What is Azure Synapse Analytics?
Azure Synapse Analytics is a analytics engine designed to process large amounts of data quickly.
How does Azure Synapse Analytics leverage a massively parallel processing (MPP) architecture?
With a control node and a pool of compute nodes.
What is a Control node?
The brain of the MPP architecture, and the front-end that interacts with all applications.
The MPP engine runs on the Control node to optimise and coordinate parallel queries.
When it receives a request, the Control Node transforms it up into smaller requests that run against distinct subsets of the data in parallel.
What are Compute nodes?
The computational power of the architecture. The data to be processed is evenly distributed across the nodes.

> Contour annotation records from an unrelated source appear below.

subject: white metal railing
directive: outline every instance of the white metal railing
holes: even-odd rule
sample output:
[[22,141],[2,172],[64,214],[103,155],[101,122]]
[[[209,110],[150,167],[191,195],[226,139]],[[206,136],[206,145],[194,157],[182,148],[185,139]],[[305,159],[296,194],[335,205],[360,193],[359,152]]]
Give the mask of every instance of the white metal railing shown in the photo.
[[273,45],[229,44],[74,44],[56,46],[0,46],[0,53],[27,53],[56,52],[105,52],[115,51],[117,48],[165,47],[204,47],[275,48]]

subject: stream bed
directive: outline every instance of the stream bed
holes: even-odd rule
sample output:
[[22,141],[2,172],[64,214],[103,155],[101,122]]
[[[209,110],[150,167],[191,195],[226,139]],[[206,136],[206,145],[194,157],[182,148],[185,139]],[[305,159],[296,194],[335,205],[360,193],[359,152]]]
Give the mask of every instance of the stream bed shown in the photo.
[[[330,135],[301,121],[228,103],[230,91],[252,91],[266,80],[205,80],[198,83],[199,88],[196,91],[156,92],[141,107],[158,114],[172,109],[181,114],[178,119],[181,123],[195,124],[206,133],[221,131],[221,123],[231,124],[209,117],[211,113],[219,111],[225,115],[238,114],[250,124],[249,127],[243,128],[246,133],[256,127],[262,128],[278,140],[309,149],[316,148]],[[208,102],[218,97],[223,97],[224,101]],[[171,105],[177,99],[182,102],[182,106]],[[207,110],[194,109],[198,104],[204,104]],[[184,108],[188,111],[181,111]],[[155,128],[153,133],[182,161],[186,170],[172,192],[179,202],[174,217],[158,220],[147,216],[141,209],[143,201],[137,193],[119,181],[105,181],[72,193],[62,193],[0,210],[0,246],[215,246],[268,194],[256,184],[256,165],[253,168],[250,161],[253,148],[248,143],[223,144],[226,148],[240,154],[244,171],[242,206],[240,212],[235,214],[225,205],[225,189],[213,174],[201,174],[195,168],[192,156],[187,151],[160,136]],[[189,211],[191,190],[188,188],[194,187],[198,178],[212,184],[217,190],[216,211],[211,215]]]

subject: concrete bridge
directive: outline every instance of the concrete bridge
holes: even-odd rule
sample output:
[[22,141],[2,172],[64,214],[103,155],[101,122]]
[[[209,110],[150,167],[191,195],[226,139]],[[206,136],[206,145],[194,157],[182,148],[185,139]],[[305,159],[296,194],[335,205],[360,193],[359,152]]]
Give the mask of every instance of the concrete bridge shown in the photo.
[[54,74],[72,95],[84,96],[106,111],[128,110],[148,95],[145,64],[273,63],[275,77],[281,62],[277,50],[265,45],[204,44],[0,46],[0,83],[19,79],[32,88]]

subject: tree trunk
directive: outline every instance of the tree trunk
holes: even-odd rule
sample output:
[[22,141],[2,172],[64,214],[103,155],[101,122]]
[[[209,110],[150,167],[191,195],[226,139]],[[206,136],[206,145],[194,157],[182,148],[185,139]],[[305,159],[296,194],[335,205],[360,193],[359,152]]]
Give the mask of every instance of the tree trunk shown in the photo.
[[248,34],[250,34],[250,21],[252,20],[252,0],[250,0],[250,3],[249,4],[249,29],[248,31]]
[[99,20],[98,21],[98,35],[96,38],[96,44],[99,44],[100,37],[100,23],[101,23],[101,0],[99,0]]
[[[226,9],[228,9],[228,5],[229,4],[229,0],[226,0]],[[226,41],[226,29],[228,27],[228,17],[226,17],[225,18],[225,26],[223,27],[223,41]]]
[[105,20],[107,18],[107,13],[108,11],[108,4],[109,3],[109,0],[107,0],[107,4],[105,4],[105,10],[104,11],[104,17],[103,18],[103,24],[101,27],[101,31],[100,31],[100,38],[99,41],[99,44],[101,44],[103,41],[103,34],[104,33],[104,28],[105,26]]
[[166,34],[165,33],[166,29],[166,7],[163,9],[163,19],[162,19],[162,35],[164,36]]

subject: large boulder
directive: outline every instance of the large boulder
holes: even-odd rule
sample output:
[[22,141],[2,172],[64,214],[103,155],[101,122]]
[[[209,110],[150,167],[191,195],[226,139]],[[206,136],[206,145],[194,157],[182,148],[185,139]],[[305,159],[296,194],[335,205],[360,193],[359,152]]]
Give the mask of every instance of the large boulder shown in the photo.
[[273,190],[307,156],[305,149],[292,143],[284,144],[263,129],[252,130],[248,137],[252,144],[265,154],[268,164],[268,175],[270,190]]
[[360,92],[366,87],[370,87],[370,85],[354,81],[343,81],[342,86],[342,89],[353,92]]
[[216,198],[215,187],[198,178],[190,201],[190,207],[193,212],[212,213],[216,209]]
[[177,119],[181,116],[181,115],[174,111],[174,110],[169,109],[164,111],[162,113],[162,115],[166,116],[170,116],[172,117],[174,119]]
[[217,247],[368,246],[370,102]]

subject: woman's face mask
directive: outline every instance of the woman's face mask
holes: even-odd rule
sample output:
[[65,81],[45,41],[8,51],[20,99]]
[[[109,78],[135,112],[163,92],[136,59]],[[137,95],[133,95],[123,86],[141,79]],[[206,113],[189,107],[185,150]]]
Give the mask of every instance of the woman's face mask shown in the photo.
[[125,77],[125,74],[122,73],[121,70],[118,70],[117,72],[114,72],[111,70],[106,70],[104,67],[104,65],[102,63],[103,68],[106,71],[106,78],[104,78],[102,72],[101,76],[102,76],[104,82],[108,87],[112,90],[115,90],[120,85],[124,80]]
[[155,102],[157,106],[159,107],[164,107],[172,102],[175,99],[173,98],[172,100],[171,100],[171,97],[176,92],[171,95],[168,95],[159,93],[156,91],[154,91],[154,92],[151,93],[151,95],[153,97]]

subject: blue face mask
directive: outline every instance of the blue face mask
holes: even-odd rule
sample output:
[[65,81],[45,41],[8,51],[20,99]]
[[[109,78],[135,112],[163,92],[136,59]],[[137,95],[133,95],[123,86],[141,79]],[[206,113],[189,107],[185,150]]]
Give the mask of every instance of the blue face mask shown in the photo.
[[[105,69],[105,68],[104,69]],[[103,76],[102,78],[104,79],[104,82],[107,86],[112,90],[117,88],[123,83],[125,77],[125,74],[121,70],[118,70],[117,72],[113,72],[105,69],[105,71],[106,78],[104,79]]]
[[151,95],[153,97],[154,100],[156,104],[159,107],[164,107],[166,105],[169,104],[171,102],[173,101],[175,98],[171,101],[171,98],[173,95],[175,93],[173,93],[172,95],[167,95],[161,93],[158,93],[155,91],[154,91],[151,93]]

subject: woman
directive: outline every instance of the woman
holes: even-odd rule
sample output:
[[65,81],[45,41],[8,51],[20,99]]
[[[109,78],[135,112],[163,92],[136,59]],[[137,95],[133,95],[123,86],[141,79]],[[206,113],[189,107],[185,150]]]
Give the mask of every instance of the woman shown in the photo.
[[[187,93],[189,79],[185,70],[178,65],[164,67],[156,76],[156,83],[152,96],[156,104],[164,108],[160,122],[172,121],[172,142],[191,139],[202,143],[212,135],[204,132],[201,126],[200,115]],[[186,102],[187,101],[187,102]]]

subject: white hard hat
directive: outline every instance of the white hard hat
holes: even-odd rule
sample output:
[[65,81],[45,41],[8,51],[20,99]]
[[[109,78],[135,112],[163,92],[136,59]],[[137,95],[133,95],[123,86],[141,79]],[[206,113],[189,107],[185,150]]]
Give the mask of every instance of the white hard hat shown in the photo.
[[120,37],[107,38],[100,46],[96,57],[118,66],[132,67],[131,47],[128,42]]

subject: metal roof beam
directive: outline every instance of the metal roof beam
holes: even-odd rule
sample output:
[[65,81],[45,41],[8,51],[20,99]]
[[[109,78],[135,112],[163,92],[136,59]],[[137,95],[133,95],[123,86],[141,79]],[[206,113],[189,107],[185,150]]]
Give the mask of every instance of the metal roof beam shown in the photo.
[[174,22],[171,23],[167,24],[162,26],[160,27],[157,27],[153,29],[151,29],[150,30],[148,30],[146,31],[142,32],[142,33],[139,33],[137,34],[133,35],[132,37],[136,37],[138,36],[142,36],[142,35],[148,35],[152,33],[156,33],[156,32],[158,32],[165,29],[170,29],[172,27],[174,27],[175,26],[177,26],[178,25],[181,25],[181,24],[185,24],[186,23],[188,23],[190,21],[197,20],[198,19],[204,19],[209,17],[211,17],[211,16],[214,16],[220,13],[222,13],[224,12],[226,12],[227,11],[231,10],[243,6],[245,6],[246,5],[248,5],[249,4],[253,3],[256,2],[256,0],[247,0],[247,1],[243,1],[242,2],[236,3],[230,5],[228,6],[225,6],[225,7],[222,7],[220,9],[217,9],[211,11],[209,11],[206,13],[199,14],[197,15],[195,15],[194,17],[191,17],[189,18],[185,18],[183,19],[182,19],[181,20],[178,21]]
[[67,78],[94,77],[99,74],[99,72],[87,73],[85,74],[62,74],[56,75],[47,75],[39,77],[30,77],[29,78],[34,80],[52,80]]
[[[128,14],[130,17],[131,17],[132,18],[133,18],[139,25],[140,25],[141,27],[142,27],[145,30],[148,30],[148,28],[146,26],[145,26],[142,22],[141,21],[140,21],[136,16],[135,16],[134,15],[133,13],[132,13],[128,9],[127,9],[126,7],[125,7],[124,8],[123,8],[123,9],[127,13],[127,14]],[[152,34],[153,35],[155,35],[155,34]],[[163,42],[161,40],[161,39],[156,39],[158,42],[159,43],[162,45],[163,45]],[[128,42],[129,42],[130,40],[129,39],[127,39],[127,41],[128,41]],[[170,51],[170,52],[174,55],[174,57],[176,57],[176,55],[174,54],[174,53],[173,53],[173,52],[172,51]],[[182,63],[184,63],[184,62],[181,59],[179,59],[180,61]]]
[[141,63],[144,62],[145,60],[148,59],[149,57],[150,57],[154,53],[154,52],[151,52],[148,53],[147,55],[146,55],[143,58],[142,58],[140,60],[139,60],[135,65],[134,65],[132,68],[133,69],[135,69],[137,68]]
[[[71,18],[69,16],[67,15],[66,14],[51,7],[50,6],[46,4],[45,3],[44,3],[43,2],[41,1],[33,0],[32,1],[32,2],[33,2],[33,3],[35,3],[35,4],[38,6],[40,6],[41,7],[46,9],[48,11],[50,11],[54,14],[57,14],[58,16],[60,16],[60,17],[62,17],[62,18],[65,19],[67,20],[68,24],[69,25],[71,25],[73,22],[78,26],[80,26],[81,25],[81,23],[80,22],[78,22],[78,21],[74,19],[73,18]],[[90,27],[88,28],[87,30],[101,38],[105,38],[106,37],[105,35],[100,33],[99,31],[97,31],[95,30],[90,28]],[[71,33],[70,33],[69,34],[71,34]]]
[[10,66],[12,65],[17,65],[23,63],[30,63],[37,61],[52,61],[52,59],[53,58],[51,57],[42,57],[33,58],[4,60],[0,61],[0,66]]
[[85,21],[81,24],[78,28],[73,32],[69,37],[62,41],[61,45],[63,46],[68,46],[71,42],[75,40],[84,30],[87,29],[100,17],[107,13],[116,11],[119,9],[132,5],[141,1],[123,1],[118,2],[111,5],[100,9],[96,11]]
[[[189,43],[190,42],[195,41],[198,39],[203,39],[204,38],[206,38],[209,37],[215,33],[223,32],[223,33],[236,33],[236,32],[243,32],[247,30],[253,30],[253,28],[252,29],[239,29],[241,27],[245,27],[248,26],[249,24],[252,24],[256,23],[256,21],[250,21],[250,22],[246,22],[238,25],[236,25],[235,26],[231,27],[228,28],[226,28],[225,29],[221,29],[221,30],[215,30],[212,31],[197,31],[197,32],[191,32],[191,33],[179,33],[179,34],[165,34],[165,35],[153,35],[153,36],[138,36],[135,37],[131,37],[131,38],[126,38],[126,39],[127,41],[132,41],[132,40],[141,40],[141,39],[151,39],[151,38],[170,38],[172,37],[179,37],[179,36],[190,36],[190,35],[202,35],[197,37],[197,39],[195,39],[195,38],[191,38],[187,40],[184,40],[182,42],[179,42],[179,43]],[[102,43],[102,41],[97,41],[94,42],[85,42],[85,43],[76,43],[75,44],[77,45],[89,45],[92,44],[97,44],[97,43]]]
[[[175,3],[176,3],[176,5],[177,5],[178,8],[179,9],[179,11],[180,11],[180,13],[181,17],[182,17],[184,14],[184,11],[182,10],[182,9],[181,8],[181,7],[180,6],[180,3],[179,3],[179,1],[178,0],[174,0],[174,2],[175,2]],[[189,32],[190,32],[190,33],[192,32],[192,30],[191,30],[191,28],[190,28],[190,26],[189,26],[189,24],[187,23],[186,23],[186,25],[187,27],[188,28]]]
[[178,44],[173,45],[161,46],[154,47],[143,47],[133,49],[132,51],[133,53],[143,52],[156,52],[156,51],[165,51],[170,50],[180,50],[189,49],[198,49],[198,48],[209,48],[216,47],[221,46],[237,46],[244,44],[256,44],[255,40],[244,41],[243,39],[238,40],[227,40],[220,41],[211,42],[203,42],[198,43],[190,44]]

The control node sends queries to the compute nodes, which run the queries over the portion of data that they each hold.
When each node has finished its processing, the results are sent back to the control node where they’re combined into an overall result.
What the two computational models in Azure Synapse Analytics?
SQL pools and Spark pools.
What is a SQL pool?
In a pool where each compute node uses an Azure SQL Database and Azure Storage to handle a portion of the data.
You can submit T-SQL (transact-SQL) queries on data retrieved from various data sources using PolyBase.
You specify the number of nodes when you create a SQL pool, and you can horizontally scale it manually as necessary. (Not when running)
What is PolyBase?
A feature of SQL Server and Azure Synapse Analytics that enables you to run T-SQL queries that read data from external relational and non-relational sources, and make them look like tables in a SQL database,
What is a Spark pool?
In a pool where compute nodes are replaced with a Spark cluster. Spark jobs are run using notebooks, same as Azure Databricks.
As with a SQL pool, the Spark cluster splits the work out into a series of parallel tasks that can be performed concurrently.
You can save data generated by your notebooks in Azure storage or Azure Data Lake Storage.
You specify the number of node when you make a Spark cluster, but, unlike SQL pools, you can enable autoscaling so pools can scale as needed. Furthermore, scaling can happen during processing.
What languages can Spark clusters in Azure Synapse Analytics use?
C#, Scala, Python and Spark SQL (a different dialect of SQL from T-SQL).
What is Spark optimised for and why?
Spark is optimised for in-memory processing which is much faster than disk-based operations, but requires additional memory resources.
How can you reduce your costs when using Azure Synapse Analytics?
By pausing the service. This releases resources in the pool for other users to use and reduces cost.